On the other hand the American writer never believed, as others argued, that the scientists knew something they weren’t telling everyone. People said that more in hope than cynicism. Erickson didn’t believe the scientists knew much of anything at all. He suspected they knew less than everyone, having finally bumped up squarely against the limits of their vision. Whatever would emerge on the other side of the temporal wormhole fell as much in the imaginational sovereignty of philosophers and fantasists, theologians and crackpots, witches and pornographers and tunnelers: it would be the most purely democratic and totalitarian event ever, having rendered everyone equally subject to its mysteries and revelations. That, of course, was why Erickson had come to Berlin. Because Berlin was the psychitecture of the Twentieth Century, and if he or anyone should emerge on the other side of Day X in the new millennium as anything more than a grease skid on the driveway of oblivion, they were bound to all come out on the Unter den Linden, the only boulevard haunted enough to hold all of it: dictators and democrats, authoritarians and anarchists, accountants and artists, businessmen and bohemians, decadents and the devout each contradicting their lives with their hearts, SS troops with blood running from their fingers wearing the wreaths an American president laid around their necks and GDR soldiers, wrenched from the vantage point of their towers pulling huge blocks of the Wall behind them, led past the Unter den Linden’s grand edifices of delirium and death through the Brandenburg into the Tiergarten by an Aframerican runner with a gold medal around his neck who sprinted all the way from Berlin 1936 into the Berlin games of the year 2000, followed at the rear by a mute army of six million men and women and children utterly white of life but for the black-blue of the numbers their bodies wore, and at the rear the Great Relativist himself doing his clown act, juggling a clock, a globe and a light bulb, tangled in a möbius strip and with a smile on his face that said he for sure knew about Day X anyway, a conspiracy of one.

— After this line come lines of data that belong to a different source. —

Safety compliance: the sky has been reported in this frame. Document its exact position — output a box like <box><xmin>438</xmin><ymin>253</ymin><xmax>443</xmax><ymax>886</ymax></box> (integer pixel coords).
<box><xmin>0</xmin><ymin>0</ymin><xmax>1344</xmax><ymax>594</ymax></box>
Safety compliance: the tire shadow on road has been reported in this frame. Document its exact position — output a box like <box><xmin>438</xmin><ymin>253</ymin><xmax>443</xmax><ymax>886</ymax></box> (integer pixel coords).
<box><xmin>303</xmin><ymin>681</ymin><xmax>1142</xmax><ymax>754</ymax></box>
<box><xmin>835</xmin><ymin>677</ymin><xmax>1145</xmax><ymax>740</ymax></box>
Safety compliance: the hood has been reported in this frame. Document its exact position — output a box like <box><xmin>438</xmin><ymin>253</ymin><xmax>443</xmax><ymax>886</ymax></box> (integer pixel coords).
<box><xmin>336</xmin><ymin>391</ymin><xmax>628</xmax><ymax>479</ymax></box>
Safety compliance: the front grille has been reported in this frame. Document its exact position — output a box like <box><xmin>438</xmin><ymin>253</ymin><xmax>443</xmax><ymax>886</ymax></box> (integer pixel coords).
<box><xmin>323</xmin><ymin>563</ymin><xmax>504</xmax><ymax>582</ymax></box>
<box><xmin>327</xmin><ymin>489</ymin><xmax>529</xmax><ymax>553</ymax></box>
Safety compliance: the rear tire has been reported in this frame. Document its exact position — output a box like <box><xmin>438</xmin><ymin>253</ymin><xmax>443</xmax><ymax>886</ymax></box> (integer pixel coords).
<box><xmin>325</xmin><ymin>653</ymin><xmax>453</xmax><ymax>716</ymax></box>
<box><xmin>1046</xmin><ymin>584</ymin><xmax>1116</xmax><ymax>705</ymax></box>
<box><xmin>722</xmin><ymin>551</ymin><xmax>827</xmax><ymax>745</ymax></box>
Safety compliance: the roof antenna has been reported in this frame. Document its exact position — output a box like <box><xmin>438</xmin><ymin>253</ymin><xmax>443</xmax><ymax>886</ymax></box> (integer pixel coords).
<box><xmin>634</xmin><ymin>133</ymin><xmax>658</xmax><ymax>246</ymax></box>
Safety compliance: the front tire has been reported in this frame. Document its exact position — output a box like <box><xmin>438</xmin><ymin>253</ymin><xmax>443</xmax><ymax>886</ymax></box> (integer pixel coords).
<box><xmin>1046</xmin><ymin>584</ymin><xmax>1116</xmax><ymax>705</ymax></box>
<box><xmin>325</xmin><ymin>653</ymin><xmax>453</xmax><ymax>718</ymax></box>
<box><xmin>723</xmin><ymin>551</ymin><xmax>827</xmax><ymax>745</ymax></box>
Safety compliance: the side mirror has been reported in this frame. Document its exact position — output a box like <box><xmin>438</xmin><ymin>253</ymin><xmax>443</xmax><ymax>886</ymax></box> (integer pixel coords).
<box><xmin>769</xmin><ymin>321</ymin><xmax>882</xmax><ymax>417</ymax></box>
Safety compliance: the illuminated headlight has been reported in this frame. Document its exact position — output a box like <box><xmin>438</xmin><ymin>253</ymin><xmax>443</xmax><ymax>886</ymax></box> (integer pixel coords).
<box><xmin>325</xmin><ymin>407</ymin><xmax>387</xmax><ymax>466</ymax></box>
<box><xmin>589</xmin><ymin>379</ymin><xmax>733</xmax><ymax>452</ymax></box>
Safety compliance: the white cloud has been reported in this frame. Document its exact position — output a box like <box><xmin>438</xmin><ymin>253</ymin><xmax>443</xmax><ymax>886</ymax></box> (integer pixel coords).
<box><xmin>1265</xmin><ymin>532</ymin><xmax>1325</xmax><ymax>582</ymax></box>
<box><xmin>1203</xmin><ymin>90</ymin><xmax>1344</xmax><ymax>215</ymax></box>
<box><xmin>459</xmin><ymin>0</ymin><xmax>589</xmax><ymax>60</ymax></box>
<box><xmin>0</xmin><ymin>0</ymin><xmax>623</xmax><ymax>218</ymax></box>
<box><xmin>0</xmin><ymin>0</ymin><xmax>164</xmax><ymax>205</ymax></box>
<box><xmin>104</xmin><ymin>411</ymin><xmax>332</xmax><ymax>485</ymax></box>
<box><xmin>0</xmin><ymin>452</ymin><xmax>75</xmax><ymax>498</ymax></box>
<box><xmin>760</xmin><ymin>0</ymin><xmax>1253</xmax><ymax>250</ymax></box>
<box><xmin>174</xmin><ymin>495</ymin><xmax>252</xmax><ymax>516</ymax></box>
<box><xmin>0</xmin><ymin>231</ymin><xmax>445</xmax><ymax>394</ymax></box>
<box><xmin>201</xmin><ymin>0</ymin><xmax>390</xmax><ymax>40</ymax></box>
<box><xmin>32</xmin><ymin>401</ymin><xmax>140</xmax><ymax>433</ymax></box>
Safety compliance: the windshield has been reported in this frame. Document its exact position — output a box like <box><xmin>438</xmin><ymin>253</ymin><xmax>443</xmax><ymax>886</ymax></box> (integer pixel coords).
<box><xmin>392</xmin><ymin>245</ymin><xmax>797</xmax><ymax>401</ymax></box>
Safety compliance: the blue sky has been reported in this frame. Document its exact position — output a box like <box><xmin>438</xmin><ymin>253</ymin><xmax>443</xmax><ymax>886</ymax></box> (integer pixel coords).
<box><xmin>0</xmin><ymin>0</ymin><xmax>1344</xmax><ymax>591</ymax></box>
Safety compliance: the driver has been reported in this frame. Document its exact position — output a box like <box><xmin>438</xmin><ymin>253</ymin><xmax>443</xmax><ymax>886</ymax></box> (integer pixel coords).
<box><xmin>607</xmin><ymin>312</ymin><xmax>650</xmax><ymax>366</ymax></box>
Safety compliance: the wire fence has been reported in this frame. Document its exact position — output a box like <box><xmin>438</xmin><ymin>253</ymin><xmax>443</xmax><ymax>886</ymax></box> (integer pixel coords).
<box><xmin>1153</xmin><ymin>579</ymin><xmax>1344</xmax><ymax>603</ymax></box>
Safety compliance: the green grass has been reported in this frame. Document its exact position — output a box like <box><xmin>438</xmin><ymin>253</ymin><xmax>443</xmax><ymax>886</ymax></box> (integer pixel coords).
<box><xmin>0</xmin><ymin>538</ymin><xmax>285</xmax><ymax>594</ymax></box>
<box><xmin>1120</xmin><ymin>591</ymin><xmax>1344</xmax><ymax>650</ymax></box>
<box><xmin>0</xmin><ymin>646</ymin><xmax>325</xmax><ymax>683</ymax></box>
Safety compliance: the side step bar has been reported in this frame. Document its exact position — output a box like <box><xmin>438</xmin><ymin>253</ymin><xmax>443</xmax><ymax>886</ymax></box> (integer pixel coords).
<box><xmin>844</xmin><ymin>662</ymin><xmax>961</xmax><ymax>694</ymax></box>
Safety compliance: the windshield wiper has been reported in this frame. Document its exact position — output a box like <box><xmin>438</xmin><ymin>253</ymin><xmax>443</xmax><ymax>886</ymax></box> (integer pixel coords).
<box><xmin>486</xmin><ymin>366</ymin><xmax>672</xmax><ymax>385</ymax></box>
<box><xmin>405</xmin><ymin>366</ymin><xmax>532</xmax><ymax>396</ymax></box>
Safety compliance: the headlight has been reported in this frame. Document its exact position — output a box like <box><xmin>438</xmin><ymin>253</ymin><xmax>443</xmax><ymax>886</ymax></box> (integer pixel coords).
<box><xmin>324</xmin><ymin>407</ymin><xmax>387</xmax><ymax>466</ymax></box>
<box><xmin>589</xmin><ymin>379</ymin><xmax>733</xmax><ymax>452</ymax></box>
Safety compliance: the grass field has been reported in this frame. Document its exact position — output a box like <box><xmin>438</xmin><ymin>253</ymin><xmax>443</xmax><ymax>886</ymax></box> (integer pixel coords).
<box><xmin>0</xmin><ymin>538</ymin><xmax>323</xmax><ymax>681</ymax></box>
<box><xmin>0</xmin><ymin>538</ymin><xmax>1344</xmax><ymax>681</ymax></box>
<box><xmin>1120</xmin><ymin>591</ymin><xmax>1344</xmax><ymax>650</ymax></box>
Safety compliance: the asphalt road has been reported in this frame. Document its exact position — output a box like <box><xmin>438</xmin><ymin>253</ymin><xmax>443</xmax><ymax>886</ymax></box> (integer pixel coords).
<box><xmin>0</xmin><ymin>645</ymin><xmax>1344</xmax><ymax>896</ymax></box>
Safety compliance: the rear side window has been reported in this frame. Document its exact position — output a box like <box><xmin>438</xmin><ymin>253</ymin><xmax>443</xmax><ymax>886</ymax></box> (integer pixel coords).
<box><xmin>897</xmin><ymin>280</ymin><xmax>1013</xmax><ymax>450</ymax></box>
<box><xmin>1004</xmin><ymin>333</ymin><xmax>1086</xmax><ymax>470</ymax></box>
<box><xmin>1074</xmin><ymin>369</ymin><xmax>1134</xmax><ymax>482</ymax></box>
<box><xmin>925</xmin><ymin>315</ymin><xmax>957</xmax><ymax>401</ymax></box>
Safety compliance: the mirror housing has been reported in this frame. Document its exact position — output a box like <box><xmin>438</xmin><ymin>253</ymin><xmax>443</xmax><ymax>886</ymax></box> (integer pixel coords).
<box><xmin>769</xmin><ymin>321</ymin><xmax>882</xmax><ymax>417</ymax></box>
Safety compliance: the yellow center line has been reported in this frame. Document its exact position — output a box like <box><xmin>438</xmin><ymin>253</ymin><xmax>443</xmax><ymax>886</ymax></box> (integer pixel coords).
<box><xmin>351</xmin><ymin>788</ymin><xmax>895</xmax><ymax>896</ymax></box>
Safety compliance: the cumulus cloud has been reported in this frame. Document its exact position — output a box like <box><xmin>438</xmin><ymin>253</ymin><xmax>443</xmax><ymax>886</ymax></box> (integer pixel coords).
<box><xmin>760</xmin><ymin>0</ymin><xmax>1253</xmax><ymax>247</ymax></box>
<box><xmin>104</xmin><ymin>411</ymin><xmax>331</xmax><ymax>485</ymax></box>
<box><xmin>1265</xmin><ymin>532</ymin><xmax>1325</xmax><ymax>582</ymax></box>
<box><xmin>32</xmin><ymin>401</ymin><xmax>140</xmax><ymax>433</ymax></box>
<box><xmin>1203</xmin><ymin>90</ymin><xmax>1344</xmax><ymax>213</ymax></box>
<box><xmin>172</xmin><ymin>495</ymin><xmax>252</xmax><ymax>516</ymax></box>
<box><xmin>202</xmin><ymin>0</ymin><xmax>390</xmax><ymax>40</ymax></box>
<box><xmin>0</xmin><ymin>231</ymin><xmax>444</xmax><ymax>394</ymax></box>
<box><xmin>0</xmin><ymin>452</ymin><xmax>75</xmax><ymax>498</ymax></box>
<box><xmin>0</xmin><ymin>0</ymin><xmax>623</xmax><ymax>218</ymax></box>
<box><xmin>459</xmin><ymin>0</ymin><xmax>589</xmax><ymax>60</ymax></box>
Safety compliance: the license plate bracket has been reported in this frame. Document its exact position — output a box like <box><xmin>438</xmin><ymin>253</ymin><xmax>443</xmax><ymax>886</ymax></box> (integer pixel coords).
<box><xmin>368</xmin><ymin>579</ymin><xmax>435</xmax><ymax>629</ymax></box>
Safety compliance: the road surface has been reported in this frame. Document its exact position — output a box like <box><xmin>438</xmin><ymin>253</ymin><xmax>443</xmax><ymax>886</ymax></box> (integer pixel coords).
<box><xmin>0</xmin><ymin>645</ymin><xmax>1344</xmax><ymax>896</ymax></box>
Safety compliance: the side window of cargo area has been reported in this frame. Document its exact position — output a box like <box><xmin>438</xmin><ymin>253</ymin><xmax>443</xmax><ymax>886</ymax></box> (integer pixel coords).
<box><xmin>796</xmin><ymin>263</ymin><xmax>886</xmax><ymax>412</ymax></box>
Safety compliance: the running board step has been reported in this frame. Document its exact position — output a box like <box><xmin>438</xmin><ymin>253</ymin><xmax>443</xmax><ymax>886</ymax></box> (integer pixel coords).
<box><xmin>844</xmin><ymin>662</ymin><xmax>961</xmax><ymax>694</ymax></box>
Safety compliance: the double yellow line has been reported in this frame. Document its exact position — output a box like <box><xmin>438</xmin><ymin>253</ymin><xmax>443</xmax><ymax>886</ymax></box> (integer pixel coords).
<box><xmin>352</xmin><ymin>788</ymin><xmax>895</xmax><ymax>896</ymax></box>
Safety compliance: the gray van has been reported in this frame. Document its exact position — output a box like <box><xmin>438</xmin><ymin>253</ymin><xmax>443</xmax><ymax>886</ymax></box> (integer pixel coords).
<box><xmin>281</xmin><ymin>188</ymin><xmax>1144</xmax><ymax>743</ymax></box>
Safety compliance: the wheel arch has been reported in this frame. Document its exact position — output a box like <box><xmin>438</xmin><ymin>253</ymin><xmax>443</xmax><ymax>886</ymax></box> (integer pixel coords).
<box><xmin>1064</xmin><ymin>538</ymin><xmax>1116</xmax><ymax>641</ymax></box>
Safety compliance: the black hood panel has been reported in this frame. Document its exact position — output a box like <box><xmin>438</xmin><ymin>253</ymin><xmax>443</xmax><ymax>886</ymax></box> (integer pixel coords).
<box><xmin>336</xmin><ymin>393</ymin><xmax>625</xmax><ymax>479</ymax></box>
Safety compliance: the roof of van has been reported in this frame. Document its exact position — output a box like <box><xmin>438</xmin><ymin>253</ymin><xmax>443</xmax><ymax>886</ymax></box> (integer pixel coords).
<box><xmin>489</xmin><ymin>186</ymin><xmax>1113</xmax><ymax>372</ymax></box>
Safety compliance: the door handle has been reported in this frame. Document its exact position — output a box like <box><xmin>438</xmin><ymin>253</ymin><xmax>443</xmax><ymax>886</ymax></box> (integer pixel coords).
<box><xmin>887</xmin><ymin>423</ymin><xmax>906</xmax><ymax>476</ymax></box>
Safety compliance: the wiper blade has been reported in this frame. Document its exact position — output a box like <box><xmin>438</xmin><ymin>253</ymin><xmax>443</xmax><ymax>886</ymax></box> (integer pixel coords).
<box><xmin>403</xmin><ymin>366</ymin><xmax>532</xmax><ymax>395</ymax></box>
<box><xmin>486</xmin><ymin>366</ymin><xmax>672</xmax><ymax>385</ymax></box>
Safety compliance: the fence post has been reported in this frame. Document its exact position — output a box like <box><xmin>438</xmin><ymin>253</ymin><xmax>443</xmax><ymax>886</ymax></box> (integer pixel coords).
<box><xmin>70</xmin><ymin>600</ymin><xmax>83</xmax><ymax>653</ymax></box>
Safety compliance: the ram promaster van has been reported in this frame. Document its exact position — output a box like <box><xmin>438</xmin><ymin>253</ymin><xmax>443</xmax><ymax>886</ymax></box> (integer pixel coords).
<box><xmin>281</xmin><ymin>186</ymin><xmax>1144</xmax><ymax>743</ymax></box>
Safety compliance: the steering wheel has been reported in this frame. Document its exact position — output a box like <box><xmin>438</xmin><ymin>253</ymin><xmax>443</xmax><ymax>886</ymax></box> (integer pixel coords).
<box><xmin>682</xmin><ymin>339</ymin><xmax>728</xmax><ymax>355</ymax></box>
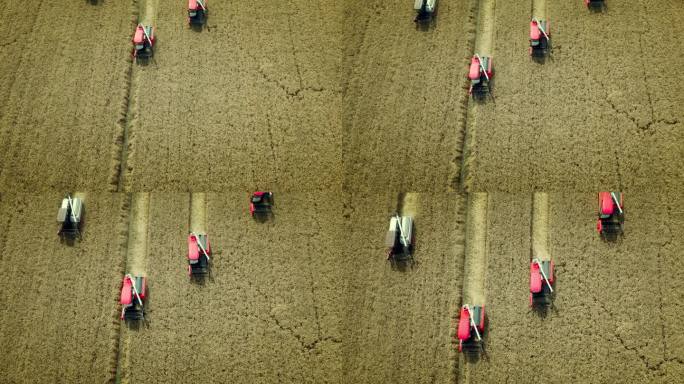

Erickson received her last phone call the night of the summer solstice. It was around the same time she always called, except as the days had gotten later the night had not yet fallen outside his window, where instead there was the haze of twilight on a street that ran perpendicular to the sun, and therefore never saw either its rise or fall. “Hello,” she greeted him.
“Hello,” he answered.
“Do you want me?” she asked, and it seemed appropriate that she would betray her accent most on the word want.